External Consultants/Contractors Professionals outside of the organization to whom system development/maintenance work is contracted.

Page 3: Joint Team-System Organization

  • For a representative group of systems used in your CPI production, we want to understand the joint team-system organization.
  • It is often not feasible to ask respondents to characterize the joint team-system topology for every system invovled with CPI production.
  • No strict definition - the idea is to think of the group of systems that participate in the typical flow of work.

Example: Representative Group

Monolithic system diagram

Representative Group Takeaways

  • The important part of this question is being able to accurately describe which teams maintain which groups of systems.
  • The point of specifying a representative group in terms of system groups is that there may be a group of distinct systems that all behave the same way. For the purposes of this question, we can consider these distinct systems as part of the same grouping.

Page 4: Tools

In this page, we simply ask about the various software tools used in your CPI production systems.

Page 5: System Age and Update Frequency

  • In this page, we are trying to learn how old the majority of systems are, and approximately how frequently the majority of systems are updated.
  • We are only looking for coarse-grained answers here. The answers are presented as intervals so that you need not know precicsely how old a system is or exactly how frequently it is updated.

Page 6: Number of Individuals to Implement Changes

  • In this page, we are trying to learn how many individuals need to be involved with small and large changes to systems in each step.
  • Again, in this question we are asking about the typical system in your organization.

Page 7: Obstacles to ADS Adoption

  • In this page, we are trying to understand what the implementation gap in adoption of ADS in the production of the CPI.
  • We also ask respondents to rank various common challenges to see if there are any challenges that are commonly faced across organizations.
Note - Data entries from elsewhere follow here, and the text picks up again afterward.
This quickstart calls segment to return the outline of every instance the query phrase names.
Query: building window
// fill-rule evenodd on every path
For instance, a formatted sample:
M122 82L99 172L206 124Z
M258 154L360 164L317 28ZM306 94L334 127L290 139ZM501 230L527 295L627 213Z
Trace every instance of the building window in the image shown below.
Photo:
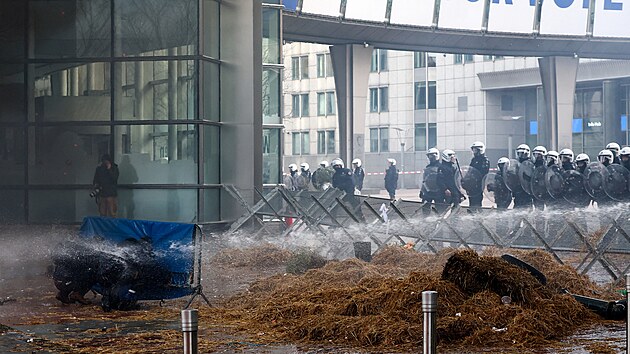
M501 110L507 112L514 110L512 95L501 95Z
M414 90L415 109L425 109L427 107L427 90L426 82L416 82ZM429 109L435 109L437 106L437 87L435 81L429 81Z
M435 56L427 55L427 53L425 52L413 53L413 67L414 68L425 68L427 67L427 63L430 68L434 68L436 65Z
M370 112L387 112L389 110L389 88L370 88Z
M429 144L427 145L427 133L429 135ZM437 124L429 123L429 131L427 132L426 124L419 123L415 125L414 149L416 151L426 151L437 145Z
M370 72L387 71L387 50L386 49L374 49L372 51L372 63L370 65Z
M300 95L291 95L291 117L300 116Z
M309 94L308 93L303 93L300 95L301 98L301 105L302 105L302 109L300 112L300 116L302 117L308 117L309 116L309 111L308 111L308 97Z
M389 151L389 128L370 128L370 152Z
M457 97L457 112L468 111L468 96Z

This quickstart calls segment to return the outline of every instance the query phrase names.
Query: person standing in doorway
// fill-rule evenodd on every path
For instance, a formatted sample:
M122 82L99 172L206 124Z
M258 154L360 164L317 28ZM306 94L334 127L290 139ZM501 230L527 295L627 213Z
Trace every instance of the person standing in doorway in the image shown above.
M115 218L118 214L118 165L105 154L101 164L94 171L93 190L90 196L96 197L101 216Z

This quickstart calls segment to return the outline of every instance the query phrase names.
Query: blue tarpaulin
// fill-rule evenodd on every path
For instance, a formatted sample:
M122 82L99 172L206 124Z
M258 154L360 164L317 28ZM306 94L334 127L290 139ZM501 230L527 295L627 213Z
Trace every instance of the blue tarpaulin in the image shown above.
M170 284L156 284L154 289L139 294L140 300L172 299L193 292L194 235L194 224L102 217L84 218L80 229L83 238L114 244L129 239L150 241L157 264L172 272L172 278Z

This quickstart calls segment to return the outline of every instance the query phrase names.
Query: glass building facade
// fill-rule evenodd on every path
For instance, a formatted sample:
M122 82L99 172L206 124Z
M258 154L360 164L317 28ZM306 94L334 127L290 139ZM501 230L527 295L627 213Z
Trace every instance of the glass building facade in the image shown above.
M222 6L0 2L0 223L97 214L89 192L103 154L119 165L119 217L224 218ZM262 17L262 150L272 171L280 156L280 5Z

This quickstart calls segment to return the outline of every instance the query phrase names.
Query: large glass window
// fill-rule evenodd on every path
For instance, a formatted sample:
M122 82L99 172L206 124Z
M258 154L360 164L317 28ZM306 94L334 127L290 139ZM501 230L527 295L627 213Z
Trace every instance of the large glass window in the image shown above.
M263 69L263 123L281 123L280 118L280 70Z
M116 56L196 53L197 0L115 0L114 4Z
M263 63L280 63L280 10L263 7Z
M109 121L109 68L108 63L30 65L29 120Z
M218 150L212 128L206 152L212 159ZM206 130L208 132L208 130ZM115 127L116 146L120 152L120 184L184 184L197 183L197 127L193 124L122 125ZM125 147L128 147L125 149ZM216 158L216 155L214 156ZM208 157L206 157L207 159ZM206 160L210 161L210 160ZM212 161L213 163L215 161ZM210 164L209 169L218 163ZM92 171L93 172L93 171ZM207 170L209 178L213 171ZM216 177L216 176L215 176ZM91 181L91 180L90 180ZM216 181L216 179L215 179ZM210 181L208 181L210 182Z
M116 63L118 120L186 120L195 118L196 73L193 60ZM204 76L217 64L204 63ZM120 80L120 82L118 82ZM207 82L207 80L204 80ZM218 88L204 90L206 117L218 118ZM214 96L217 96L216 99Z
M415 83L414 101L415 109L426 109L427 107L427 90L426 82L420 81ZM437 88L435 81L429 81L429 109L435 109L437 103Z
M125 1L129 2L130 1ZM6 1L3 1L6 3ZM144 2L143 2L144 3ZM29 2L33 44L31 58L85 58L110 54L111 11L109 0ZM10 13L18 16L17 9ZM5 37L3 34L2 37Z
M427 133L429 136L429 144L427 145ZM429 129L427 132L427 126L425 123L419 123L415 125L414 135L414 149L415 151L427 151L428 149L437 145L437 124L429 123Z

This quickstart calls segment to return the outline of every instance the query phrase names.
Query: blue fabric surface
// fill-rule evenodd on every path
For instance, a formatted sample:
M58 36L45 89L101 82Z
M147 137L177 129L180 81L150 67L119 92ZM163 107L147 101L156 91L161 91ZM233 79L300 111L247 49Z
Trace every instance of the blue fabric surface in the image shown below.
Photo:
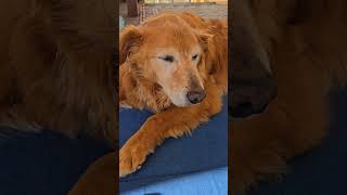
M97 141L50 132L1 134L0 195L66 194L87 167L110 151Z
M192 136L168 139L147 157L137 172L123 178L119 190L128 191L182 174L228 165L228 105L221 113L201 125ZM119 146L151 116L138 109L119 110Z
M332 122L323 143L290 162L279 183L262 183L250 195L346 195L347 90L333 92Z
M155 193L162 195L227 195L228 167L175 178L124 192L120 195L154 195Z

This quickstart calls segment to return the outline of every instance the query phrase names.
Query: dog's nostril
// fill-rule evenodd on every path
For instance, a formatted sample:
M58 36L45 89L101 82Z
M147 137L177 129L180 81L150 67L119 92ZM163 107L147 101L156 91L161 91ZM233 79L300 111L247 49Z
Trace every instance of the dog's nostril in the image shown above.
M189 91L187 98L192 104L201 103L205 99L206 94L204 91Z

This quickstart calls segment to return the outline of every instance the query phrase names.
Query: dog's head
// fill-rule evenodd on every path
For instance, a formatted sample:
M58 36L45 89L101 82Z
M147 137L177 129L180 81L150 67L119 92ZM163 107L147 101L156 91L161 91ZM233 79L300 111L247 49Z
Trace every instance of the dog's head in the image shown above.
M197 31L179 15L160 14L120 34L120 63L138 79L157 86L176 106L197 104L206 96L205 52L210 35Z
M232 4L230 114L247 117L265 110L277 95L269 53L264 46L247 1Z

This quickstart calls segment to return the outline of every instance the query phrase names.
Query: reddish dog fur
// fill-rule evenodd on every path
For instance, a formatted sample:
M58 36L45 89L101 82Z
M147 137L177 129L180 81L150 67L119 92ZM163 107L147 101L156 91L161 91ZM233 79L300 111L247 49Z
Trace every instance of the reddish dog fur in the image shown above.
M279 90L265 113L231 121L231 191L243 194L260 179L279 177L288 158L325 136L327 92L347 81L347 2L255 0L231 6L235 23L258 32Z
M190 133L220 112L227 91L227 21L205 21L189 13L159 14L139 27L123 30L120 104L156 114L120 148L119 177L136 171L166 138ZM191 62L191 51L198 53L193 57L198 62ZM157 52L174 53L177 60L163 62L162 56L156 57ZM160 78L163 75L165 78ZM182 90L193 88L204 88L206 98L189 105L180 95Z
M115 144L115 8L113 0L1 1L1 126Z

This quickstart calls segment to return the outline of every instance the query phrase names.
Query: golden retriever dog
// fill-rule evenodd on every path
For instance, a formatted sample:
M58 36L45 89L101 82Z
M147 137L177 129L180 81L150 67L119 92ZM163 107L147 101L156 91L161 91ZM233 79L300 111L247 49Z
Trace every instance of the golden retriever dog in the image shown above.
M116 145L116 1L0 2L0 125Z
M347 2L234 0L231 9L232 40L240 43L232 44L239 55L262 62L235 66L271 67L278 88L261 114L230 121L229 181L239 195L259 180L281 177L287 159L320 144L327 133L327 92L347 81ZM235 117L250 115L253 106L246 107L250 112Z
M134 172L167 138L220 112L228 82L227 20L162 13L120 34L120 105L155 114L119 151L119 177Z

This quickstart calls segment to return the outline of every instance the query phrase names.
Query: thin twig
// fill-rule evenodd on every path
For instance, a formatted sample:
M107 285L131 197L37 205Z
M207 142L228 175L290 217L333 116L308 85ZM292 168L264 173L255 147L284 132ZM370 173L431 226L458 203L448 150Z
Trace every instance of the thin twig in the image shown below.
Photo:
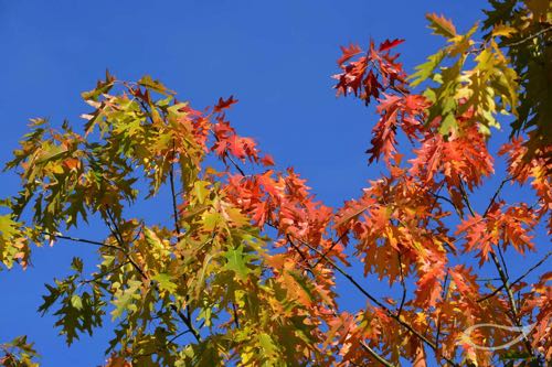
M370 294L362 285L359 284L359 282L347 271L344 271L340 266L338 266L336 262L333 262L331 259L329 259L327 256L323 256L323 253L316 249L315 247L310 246L310 244L302 241L300 238L297 238L302 245L307 246L310 248L312 251L317 252L319 256L323 257L325 261L329 263L333 269L336 269L339 273L341 273L357 290L359 290L367 299L372 301L375 305L381 307L385 313L395 320L399 324L401 324L403 327L405 327L408 332L411 332L413 335L415 335L417 338L420 338L422 342L427 344L433 350L437 350L436 345L429 341L427 337L424 335L420 334L415 328L413 328L408 323L403 321L402 319L399 319L395 313L393 313L388 306L385 306L383 303L381 303L376 298L374 298L372 294ZM446 361L448 361L452 366L458 366L454 360L452 360L448 357L443 357Z
M380 356L374 349L372 349L368 344L365 344L364 342L360 342L360 346L367 350L372 357L374 357L375 360L378 360L382 366L385 366L385 367L395 367L394 365L392 365L391 363L389 363L388 360L385 360L382 356Z
M539 35L544 34L544 33L546 33L548 31L551 31L551 30L552 30L552 25L549 25L548 28L545 28L545 29L543 29L543 30L540 30L539 32L537 32L537 33L534 33L534 34L531 34L531 35L529 35L529 36L527 36L527 37L524 37L524 39L521 39L521 40L516 41L516 42L512 42L512 43L507 43L507 44L505 44L503 46L505 46L505 47L519 46L520 44L523 44L523 43L526 43L526 42L529 42L529 41L531 41L531 40L533 40L533 39L538 37Z
M471 207L471 204L469 202L466 190L464 188L463 181L460 177L458 177L458 180L460 183L459 187L460 187L461 197L463 197L464 202L466 203L466 206L468 207L469 213L471 214L473 217L475 217L476 214ZM493 198L495 198L495 196L493 196ZM505 263L505 268L502 268L502 265L500 263L500 260L498 259L497 253L495 252L493 248L491 248L489 250L489 253L490 253L490 258L492 259L492 262L495 263L495 267L497 268L498 274L500 276L500 279L502 280L502 285L503 285L503 289L506 290L506 294L507 294L508 301L510 303L510 312L512 313L512 322L516 326L521 327L521 323L519 320L519 313L518 313L518 306L516 305L516 300L513 298L511 285L510 285L509 279L508 279L508 271L506 270L507 269L506 263ZM523 342L524 342L523 344L526 346L527 352L530 355L533 355L533 349L532 349L531 343L529 342L529 339L527 338L526 335L523 335Z
M514 285L517 283L519 283L520 281L522 281L526 277L528 277L534 269L539 268L541 265L544 263L544 261L548 260L548 258L552 255L552 251L549 251L539 262L537 262L534 266L532 266L531 268L529 268L522 276L520 276L518 279L516 279L511 285ZM482 301L486 301L495 295L497 295L498 292L500 292L502 289L505 289L505 285L500 285L499 288L497 288L496 290L492 291L492 293L489 293L487 294L486 296L484 298L480 298L479 300L477 300L477 302L482 302Z
M404 301L406 301L406 283L404 282L404 272L403 272L403 260L401 256L401 251L396 250L396 255L399 258L399 271L401 276L401 287L403 288L403 295L401 298L401 305L399 306L399 311L396 312L396 316L401 317L401 313L403 312Z

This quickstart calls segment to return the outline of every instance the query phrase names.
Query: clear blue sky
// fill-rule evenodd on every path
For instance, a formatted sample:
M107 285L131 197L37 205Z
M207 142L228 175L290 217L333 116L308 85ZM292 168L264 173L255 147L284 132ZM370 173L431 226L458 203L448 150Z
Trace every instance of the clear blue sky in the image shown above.
M339 45L404 37L402 61L412 71L442 42L429 35L426 12L445 13L466 30L481 18L485 3L0 0L0 162L17 148L29 118L81 123L88 107L79 93L109 68L125 79L150 74L197 108L234 95L240 104L230 118L238 131L257 139L278 165L295 166L319 198L337 206L380 172L363 154L376 117L357 100L337 99L331 89ZM14 175L0 180L1 197L15 193ZM28 334L44 366L103 363L108 333L83 336L67 348L53 319L35 312L43 283L63 274L72 256L91 253L57 244L36 250L25 272L0 272L0 342Z

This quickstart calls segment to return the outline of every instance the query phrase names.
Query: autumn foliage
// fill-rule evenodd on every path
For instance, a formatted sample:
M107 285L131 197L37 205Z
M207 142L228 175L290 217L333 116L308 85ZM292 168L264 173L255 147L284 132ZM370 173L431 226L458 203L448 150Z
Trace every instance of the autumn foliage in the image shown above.
M412 75L396 53L403 40L342 47L337 94L375 104L367 153L384 173L338 208L238 134L233 97L198 110L148 76L107 74L83 94L84 129L35 119L8 163L21 192L4 201L0 260L26 267L32 244L97 246L98 271L75 258L40 311L57 315L71 344L113 310L109 367L543 366L552 358L550 250L535 240L552 231L550 83L537 80L552 60L545 3L491 1L482 26L466 33L427 15L446 44ZM513 120L510 136L492 130L498 114ZM506 143L491 151L497 134ZM475 205L491 177L492 194ZM507 185L530 194L505 197ZM162 222L131 216L160 191L171 197ZM65 234L92 216L107 238ZM540 260L509 273L508 261L530 251ZM365 279L349 271L354 263ZM482 267L491 280L481 281ZM375 280L395 296L372 292ZM340 293L343 283L357 294ZM343 311L339 296L358 310ZM33 364L24 338L1 348L0 365Z

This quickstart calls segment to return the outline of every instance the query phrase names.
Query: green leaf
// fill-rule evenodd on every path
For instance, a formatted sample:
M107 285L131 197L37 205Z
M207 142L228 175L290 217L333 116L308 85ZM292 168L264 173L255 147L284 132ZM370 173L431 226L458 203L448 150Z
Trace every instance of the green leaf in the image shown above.
M452 39L457 35L456 28L453 22L445 17L433 13L426 14L425 18L429 21L429 28L435 34L443 35L447 39Z
M151 279L158 282L159 290L162 292L173 293L178 288L178 285L172 282L173 278L168 273L160 272L151 277Z
M447 53L445 50L439 50L437 53L427 57L427 62L416 66L416 73L412 74L408 79L412 80L412 87L415 87L432 76L433 71L443 62Z
M153 80L149 75L146 75L141 79L139 79L138 84L166 96L174 94L174 91L168 89L161 82Z
M125 312L132 313L138 310L135 301L140 299L139 289L141 284L139 280L129 280L126 289L117 289L113 300L115 305L115 310L112 311L113 320L123 316Z
M247 262L252 256L243 252L243 245L227 250L224 257L227 260L225 269L233 271L241 280L247 279L247 274L251 272Z

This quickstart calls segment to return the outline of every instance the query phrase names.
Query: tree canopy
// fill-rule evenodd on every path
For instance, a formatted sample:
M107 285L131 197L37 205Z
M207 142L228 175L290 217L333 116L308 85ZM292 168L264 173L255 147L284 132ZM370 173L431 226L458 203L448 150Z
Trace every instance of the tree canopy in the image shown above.
M21 186L2 201L3 268L28 267L33 246L97 247L97 271L75 257L39 312L57 317L67 344L109 315L108 367L544 366L551 252L534 237L552 230L552 9L489 6L467 32L428 14L443 46L411 75L403 40L342 47L336 90L375 104L367 153L383 173L338 208L234 129L232 96L200 110L150 76L106 73L82 94L83 127L33 119L7 163ZM495 134L508 134L498 151ZM477 211L474 193L495 175ZM502 197L511 184L531 195ZM160 192L163 219L134 216ZM107 238L67 235L92 217ZM527 251L540 260L510 274ZM353 262L397 296L372 292ZM496 278L480 276L487 265ZM0 345L2 366L36 360L25 336Z

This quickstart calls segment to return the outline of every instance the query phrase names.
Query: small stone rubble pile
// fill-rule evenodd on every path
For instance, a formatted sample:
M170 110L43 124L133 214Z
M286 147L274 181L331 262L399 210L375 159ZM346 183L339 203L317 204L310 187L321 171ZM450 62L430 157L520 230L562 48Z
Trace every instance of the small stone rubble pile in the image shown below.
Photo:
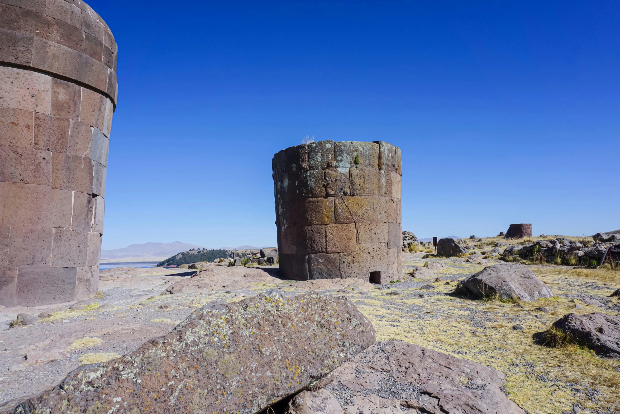
M409 253L409 244L414 243L414 245L418 244L418 238L415 236L411 232L402 231L402 251L405 253Z
M609 248L608 251L608 248ZM548 262L554 262L557 258L565 259L572 256L578 259L591 259L600 262L606 252L610 258L615 257L620 253L620 244L595 243L587 246L569 238L559 237L556 240L538 240L525 246L509 246L503 251L502 255L518 256L522 259L538 257Z

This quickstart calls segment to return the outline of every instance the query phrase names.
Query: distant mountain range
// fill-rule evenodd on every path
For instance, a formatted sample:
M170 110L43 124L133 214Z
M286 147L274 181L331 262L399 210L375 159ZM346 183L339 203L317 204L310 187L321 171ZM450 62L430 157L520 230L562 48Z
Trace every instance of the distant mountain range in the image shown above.
M202 246L181 241L133 244L122 249L102 250L101 261L159 261L172 254L198 248L202 248Z
M270 247L268 246L265 247ZM173 254L187 251L190 249L202 249L202 246L197 246L181 241L172 243L143 243L133 244L122 249L101 251L101 263L113 262L146 262L161 261L167 259ZM254 246L239 246L239 247L220 247L226 250L257 250L259 247Z

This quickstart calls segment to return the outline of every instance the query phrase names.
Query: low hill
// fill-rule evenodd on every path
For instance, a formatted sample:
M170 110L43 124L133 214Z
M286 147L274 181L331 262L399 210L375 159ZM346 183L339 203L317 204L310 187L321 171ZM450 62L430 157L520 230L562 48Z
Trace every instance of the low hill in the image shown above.
M228 252L223 249L218 250L205 250L196 249L182 251L172 256L166 260L157 263L158 268L164 266L179 266L182 264L189 264L200 261L212 262L216 259L222 259L228 256Z
M203 248L181 241L172 243L144 243L133 244L122 249L101 251L101 261L159 261L179 251L190 249Z

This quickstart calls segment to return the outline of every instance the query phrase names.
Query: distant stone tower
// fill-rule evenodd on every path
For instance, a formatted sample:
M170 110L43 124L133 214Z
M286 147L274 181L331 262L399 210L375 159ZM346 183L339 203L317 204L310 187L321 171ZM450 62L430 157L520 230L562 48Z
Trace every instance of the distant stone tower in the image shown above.
M99 286L117 44L80 0L0 4L0 304Z
M520 238L521 237L532 236L532 225L530 223L520 224L511 224L506 232L506 237Z
M272 165L281 274L401 277L400 148L321 141L283 150Z

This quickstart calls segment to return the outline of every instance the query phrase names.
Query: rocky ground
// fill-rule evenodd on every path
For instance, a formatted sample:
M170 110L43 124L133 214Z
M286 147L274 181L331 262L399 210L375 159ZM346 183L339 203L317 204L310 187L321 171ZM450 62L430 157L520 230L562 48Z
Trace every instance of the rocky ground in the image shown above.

Page 8: How long changes take

  • In this page, we are trying to understand how long it takes to introduce various changes to systems in each step.
  • Similar to previous questions, we are asking for this response about the typical system in each step.

Page 9: General Challenges Facing CPI Teams

  • In this page, we are trying to understand the primary challenges facing CPI teams across organizations, regardless of whether ADS are used.
  • Our hope here is to better understand if there are any common challenges facing organizations.

Pages 10 and 11: General Feedback and Task Team Feedback

  • Page 10 provides a plain text field where you can write any additional information about your CPI systems (we will personally read this field for each respondent).
  • Page 11 is for users to provide feedback about the Task Team on Scanner Data.

What we hope to learn

  1. Provide descriptive statistics to characterize the state of CPI systems around the world in 2025.
  2. Discover "archetypes" for organizations that have certain characteristics in common.
  3. Correlate archetypes with business outcomes of interest.
  4. Where possible (if anywhere), make inferences about changes that can lead to improved busienss outcomes.